В споре с Толстым. На весах жизни (Булгаков) - страница 125

Все они, очевидно, оказались за чертой «истинного искусства» на том основании, что их живопись по содержанию будто бы недоступна народу.

Впрочем, Лев Николаевич сам приводит имена тех художников, которые, по его мнению, особенно резко противостоят, всем своим существом и всем содержанием своей живописи, понятию «истинного искусства». Это – опять-таки более или менее случайные, классические, но преимущественно так называемые «декадентские» (согласно понятиям 1897 года, когда написано «Что такое искусство?»), имена: Рафаэль («Преображение», да и весь Рафаэль), Микеланджело («нелепый» «Страшный суд»), англичане Дальмас и Берн-Джонс, французы Моне, Мане, Пювис-де-Шаван, немцы Беклин, Штук, а также большинство французских картин, «изображающих женскую наготу в разных видах». И опять хочется сказать: ведь за довольно случайными именами и даже направлениями, называемыми или подразумеваемыми Толстым, существует огромное количество произведений, им как бы не принимаемых во внимание, не говоря уже о том, что и у многих из дурно третируемых им художников мы можем найти высокие, даже с его точки зрения, творения.

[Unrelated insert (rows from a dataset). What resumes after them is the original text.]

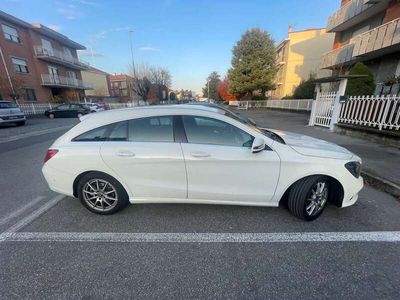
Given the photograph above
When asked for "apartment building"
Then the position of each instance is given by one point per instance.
(121, 87)
(38, 64)
(99, 80)
(298, 56)
(367, 31)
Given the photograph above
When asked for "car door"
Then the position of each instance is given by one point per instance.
(220, 165)
(143, 152)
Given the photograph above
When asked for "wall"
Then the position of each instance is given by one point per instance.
(99, 82)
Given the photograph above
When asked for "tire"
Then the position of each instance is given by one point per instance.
(309, 192)
(101, 203)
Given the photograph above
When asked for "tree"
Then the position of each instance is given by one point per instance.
(306, 89)
(212, 83)
(223, 91)
(363, 85)
(253, 64)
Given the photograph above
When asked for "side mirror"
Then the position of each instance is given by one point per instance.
(258, 145)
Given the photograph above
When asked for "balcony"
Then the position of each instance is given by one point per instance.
(66, 82)
(337, 57)
(354, 12)
(378, 41)
(59, 57)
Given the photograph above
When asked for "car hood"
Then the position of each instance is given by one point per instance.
(309, 146)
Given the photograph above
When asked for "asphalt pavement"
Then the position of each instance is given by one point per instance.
(53, 248)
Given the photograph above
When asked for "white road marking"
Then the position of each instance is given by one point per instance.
(284, 237)
(33, 133)
(20, 210)
(31, 217)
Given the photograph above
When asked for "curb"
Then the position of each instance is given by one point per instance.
(382, 184)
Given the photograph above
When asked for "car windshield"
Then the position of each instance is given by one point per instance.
(5, 105)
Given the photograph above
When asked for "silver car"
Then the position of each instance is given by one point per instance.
(11, 113)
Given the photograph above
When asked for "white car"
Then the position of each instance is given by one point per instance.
(94, 107)
(197, 154)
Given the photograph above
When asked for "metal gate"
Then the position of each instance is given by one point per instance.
(322, 110)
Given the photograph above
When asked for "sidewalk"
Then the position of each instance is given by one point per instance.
(381, 164)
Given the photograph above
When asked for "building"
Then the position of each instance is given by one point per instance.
(99, 80)
(38, 64)
(367, 31)
(121, 87)
(298, 56)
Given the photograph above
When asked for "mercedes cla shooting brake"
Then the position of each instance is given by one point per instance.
(197, 154)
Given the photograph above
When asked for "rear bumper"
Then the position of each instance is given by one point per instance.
(12, 119)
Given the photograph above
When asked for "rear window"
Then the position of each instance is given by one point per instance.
(5, 105)
(152, 129)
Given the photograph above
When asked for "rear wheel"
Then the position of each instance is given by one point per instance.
(102, 194)
(308, 197)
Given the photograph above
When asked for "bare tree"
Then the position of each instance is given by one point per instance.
(160, 76)
(141, 83)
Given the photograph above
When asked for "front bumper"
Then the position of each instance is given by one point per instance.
(351, 191)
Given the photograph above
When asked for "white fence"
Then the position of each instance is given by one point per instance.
(382, 112)
(295, 104)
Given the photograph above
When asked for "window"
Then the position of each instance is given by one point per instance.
(63, 107)
(202, 130)
(153, 129)
(28, 94)
(119, 132)
(94, 135)
(10, 33)
(20, 65)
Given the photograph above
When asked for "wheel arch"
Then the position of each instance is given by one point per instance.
(335, 198)
(78, 178)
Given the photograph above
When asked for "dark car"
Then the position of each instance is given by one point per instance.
(68, 110)
(238, 115)
(11, 113)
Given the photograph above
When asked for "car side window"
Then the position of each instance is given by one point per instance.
(119, 132)
(94, 135)
(152, 129)
(203, 130)
(62, 107)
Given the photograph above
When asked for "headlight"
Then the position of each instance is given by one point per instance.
(354, 167)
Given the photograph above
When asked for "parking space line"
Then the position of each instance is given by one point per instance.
(284, 237)
(31, 217)
(21, 210)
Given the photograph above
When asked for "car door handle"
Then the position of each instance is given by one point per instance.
(199, 154)
(125, 153)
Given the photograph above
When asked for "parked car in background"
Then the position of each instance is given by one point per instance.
(94, 107)
(68, 110)
(197, 154)
(238, 115)
(10, 113)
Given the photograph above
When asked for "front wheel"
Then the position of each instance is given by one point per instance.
(308, 197)
(102, 194)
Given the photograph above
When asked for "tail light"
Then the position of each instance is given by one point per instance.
(50, 153)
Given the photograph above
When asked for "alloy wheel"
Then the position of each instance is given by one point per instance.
(317, 198)
(100, 194)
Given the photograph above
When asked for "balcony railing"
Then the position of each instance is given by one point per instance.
(337, 56)
(59, 57)
(379, 38)
(62, 81)
(378, 41)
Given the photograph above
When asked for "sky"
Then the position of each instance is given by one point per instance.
(191, 38)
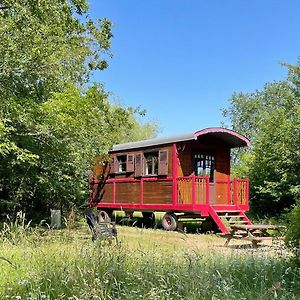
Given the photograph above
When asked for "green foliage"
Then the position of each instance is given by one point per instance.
(270, 118)
(48, 43)
(292, 238)
(53, 124)
(150, 270)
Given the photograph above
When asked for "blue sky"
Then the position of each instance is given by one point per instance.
(181, 60)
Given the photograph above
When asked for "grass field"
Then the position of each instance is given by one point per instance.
(145, 264)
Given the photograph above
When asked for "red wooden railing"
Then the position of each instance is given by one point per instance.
(183, 191)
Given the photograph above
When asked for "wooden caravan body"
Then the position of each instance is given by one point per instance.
(187, 174)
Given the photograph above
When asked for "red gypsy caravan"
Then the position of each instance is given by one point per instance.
(185, 176)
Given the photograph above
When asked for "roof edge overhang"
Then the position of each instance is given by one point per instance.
(232, 138)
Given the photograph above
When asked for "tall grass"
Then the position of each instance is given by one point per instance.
(146, 264)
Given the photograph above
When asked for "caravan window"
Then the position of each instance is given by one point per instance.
(205, 165)
(151, 163)
(121, 163)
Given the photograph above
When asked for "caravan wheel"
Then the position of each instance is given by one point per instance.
(105, 216)
(170, 222)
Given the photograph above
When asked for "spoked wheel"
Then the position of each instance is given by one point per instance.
(105, 216)
(148, 219)
(170, 222)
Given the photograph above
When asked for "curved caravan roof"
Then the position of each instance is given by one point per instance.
(230, 137)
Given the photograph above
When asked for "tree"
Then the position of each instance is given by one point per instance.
(270, 118)
(52, 124)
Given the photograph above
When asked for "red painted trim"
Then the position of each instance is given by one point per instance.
(114, 192)
(244, 141)
(235, 191)
(142, 192)
(174, 206)
(228, 190)
(207, 190)
(193, 190)
(175, 174)
(247, 190)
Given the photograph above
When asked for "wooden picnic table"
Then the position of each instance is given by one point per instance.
(255, 233)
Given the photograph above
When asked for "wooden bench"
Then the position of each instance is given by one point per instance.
(255, 233)
(101, 230)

Словом, Лев Николаевич суживает и часто, как нам кажется, искусственно суживает общую картину развития живописи, чтобы избежать признания положительного значения едва ли не за огромным большинством ее созданий. В частности, мне кажется, что Толстой недооценил русскую живопись и ее духовно-общественное содержание.

Все дело в том, что не только принадлежность к «христианскому» или «доступному» искусству определяет высоту и значение тех или иных произведений изобразительного искусства и, в частности, живописи, но также и сила, оригинальность, уменье, чуткость, талантливость или гениальность мастера. Между тем, в оценке Толстого принцип эстетический играет обидно малую роль.

Если кто-нибудь, идя за Толстым, скажет: «человеку нужно только выучиться рисовать, писать красками и лепить, в особенности голые тела» («Что такое искусство?»), чтобы затем «не переставая писать одну картину и лепить одну статую за другой» (там же), то мы ответим только: выучись и попробуй – рисовать, писать и лепить!

* * *

Имеет ли эстетика самостоятельное, насущное значение? Конечно.

«Если у тебя два каравая хлеба, продай один и купи лилию», – говорит китайская народная мудрость.

Прелесть одного такого выражения убивает наповал антиэстетические теории, вроде тех, что развивали у нас некоторые нигилистические философы и публицисты 1860-х годов, или той, какую отчасти развивал Л. Н. Толстой в своей книге об искусстве.